The notion that the UN, or “foreign entities” as Scheer put it, are conspiring to erode state sovereignt­y and establish a global government is a theory right out of the Infowars and Rebel Media playbook.

In fact, the agreement explicitly “reaffirms the sovereign right of states to determine their national migration policy” and allows states to take measures to reduce irregular migration. This shouldn’t be controvers­ial.

With competitio­n to his right from Maxime Bernier, Scheer is clearly and shamelessl­y dogwhistli­ng to potential Bernier supporters to stay in the Tory fold.

And with President Donald Trump south of the border being the first leader to pull out of the agreement, the Tories seem to be seeking an opportunit­y to ingratiate themselves with his Canadian apologists, rather than risk losing their votes to Bernier’s vanity project.

Former Conservati­ve leadership candidate and Stephen Harper’s immigratio­n minister Chris Alexander slammed his party’s fearmonger­ing.

“Scheer's statement is factually incorrect,” tweeted Alexander. “This compact is a political decelerati­on, not a legally binding treaty. It has no impact on our sovereignt­y.”

Alexander himself has had his dalliances with with hard right.

He stood idly by at a Rebel Media-sponsored rally against the carbon tax, where the audience chanted, “Lock her up” in reference to Premier Rachel Notley.
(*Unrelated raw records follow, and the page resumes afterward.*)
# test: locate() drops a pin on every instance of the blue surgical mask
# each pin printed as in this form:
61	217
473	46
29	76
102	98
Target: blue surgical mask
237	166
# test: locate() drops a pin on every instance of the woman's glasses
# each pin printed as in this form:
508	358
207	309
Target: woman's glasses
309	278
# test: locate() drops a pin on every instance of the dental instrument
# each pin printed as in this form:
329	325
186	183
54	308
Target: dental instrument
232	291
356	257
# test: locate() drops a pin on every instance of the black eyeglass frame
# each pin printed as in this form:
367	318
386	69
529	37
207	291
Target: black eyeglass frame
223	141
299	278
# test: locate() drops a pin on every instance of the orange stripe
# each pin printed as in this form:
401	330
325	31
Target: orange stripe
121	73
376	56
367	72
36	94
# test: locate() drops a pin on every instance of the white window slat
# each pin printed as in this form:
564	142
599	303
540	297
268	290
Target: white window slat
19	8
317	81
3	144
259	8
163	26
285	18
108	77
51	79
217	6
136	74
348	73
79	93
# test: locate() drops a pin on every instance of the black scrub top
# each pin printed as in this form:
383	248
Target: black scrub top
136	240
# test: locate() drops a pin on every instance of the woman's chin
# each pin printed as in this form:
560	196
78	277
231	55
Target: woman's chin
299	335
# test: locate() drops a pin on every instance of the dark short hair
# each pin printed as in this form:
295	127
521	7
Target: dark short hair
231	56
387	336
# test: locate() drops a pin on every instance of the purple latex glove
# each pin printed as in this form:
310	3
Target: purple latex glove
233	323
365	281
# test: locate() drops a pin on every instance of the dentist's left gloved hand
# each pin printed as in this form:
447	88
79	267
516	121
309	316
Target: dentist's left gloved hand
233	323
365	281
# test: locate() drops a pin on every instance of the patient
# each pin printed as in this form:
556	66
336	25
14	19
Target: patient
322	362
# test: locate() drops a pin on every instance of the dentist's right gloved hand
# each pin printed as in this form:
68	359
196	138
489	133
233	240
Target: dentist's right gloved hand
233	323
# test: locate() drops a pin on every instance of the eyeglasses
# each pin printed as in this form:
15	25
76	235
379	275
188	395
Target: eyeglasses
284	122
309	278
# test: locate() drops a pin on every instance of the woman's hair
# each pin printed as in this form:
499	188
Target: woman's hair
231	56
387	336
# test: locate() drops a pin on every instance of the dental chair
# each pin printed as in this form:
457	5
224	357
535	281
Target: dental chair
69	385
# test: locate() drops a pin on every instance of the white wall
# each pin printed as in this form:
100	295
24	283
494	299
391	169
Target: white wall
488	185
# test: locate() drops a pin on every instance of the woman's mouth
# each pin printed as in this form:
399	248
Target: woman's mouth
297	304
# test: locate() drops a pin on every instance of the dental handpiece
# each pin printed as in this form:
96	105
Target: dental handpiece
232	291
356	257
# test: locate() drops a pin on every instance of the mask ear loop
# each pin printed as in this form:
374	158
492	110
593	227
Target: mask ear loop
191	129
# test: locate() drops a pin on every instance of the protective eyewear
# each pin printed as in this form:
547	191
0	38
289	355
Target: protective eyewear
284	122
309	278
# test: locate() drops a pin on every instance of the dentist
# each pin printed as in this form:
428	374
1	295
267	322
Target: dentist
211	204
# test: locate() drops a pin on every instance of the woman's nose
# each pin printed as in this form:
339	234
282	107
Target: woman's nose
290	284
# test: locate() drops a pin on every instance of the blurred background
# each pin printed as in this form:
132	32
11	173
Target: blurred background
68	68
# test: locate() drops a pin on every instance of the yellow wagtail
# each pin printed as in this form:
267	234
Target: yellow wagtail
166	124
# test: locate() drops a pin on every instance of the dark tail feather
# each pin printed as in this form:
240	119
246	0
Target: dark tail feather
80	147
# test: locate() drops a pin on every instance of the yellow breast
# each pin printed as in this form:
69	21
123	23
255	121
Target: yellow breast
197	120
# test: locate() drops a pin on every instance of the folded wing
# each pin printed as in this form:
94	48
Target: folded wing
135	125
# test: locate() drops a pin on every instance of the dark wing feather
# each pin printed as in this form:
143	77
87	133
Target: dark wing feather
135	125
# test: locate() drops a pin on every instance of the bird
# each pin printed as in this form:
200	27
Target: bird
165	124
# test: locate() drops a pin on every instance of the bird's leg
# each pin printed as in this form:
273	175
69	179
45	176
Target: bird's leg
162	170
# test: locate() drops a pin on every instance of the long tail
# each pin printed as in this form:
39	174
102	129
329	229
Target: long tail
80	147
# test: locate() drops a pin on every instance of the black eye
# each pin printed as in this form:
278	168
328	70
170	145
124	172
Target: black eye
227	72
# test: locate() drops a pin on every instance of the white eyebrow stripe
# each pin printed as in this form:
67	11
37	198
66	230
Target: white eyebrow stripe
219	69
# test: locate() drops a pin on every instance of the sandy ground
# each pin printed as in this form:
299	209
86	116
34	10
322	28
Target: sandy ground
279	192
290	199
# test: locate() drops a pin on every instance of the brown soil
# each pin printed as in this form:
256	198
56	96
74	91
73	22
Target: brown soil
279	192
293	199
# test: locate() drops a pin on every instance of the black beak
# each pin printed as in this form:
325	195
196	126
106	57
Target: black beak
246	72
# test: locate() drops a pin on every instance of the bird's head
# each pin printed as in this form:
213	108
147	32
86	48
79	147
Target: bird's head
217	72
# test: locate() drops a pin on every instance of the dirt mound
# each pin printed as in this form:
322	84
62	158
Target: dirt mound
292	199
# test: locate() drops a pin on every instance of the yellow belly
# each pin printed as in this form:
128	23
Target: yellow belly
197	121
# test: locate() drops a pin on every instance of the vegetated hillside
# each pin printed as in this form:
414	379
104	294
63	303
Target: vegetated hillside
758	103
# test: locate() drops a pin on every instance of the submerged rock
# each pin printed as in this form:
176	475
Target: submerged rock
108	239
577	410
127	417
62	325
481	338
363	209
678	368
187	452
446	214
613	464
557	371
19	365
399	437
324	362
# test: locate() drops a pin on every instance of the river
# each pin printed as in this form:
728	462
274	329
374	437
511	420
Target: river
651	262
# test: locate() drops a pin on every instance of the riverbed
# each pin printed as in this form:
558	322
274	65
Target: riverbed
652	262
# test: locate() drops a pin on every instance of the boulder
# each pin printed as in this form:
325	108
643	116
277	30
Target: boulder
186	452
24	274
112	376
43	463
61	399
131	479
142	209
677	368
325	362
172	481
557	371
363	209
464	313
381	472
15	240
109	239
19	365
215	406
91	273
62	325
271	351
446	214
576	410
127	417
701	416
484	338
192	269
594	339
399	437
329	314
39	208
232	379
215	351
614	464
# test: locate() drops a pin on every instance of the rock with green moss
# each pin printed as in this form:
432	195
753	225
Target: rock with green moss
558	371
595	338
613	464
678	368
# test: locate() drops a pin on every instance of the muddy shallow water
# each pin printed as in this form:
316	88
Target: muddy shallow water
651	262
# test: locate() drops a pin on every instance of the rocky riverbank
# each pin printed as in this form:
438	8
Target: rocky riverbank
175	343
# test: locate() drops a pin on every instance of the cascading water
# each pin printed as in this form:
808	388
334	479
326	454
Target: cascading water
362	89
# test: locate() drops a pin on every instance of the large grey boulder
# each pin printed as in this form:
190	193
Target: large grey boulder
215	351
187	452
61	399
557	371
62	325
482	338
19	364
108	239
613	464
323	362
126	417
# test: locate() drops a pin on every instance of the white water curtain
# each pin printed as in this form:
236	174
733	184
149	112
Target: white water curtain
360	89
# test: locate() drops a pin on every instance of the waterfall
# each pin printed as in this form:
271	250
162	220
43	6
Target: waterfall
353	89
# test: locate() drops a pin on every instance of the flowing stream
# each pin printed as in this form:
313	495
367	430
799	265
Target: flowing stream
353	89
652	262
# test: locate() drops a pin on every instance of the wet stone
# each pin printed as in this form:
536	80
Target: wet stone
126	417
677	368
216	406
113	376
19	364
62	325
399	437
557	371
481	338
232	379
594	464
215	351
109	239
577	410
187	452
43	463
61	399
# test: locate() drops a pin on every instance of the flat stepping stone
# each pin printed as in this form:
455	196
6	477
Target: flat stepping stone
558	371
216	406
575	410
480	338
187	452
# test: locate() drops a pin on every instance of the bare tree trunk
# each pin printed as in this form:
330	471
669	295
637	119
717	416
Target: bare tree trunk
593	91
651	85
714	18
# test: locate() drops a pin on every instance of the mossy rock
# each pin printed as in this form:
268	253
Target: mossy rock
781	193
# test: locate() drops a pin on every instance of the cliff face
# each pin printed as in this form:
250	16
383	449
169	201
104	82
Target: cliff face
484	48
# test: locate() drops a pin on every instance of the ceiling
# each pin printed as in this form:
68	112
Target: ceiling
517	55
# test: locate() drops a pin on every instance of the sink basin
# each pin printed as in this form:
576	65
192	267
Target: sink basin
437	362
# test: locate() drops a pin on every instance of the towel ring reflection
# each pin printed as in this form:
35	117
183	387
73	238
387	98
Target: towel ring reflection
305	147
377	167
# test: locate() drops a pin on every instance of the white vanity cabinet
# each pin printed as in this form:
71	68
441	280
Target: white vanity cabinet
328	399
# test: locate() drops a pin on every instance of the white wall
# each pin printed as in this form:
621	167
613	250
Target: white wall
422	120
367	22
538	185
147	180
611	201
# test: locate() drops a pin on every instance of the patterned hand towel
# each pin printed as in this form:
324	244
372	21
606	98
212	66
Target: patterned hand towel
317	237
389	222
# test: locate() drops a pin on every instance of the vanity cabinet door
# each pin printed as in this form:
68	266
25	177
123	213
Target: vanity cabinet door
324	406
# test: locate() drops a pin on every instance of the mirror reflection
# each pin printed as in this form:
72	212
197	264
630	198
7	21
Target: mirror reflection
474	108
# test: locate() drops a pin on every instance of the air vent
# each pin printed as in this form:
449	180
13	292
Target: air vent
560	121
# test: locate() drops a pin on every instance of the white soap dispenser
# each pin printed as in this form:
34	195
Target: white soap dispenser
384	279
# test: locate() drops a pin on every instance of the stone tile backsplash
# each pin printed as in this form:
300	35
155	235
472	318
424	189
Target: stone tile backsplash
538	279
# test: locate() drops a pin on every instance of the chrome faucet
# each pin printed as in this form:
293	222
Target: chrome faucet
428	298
He tried, to no avail, to change the chant to “Vote her out.”

And along with Kellie Leitch, another failed leadership candidate, Alexander spearheade­d the ill-advised “barbaric cultural practices hotline” from the 2015 election. While both apologized for their role in blatantly xenophobic rhetoric, Alexander is the only one of the two who appears to have learned the lesson, given Leitch’s full-throated support in the leadership race for screening immigrants for ill-defined “Canadian values.”

Alexander is clearly no left winger, but he sees his party moving in an indefensib­le and dangerous direction. Is this a case of sour grapes after Alexander placed ninth in the leadership race? Perhaps, but that doesn’t mean he’s wrong.

We’ve seen demagogues across the world — from Trump to Brazil’s Jair Bolsonaro to India’s Nerandra Modi to the Philippine­s’ Rodrigo Duterte to Israel’s Benjamin Netanyahu — stoke fears in recent years of migrants, criminals, environmen­talists, Muslims or all of the above.

Scheer, who clearly seeks to join their ranks, is playing with fire, feeding into conspirato­rial fantasies in a bid to win votes off the backs of migrants and those who seek to help them.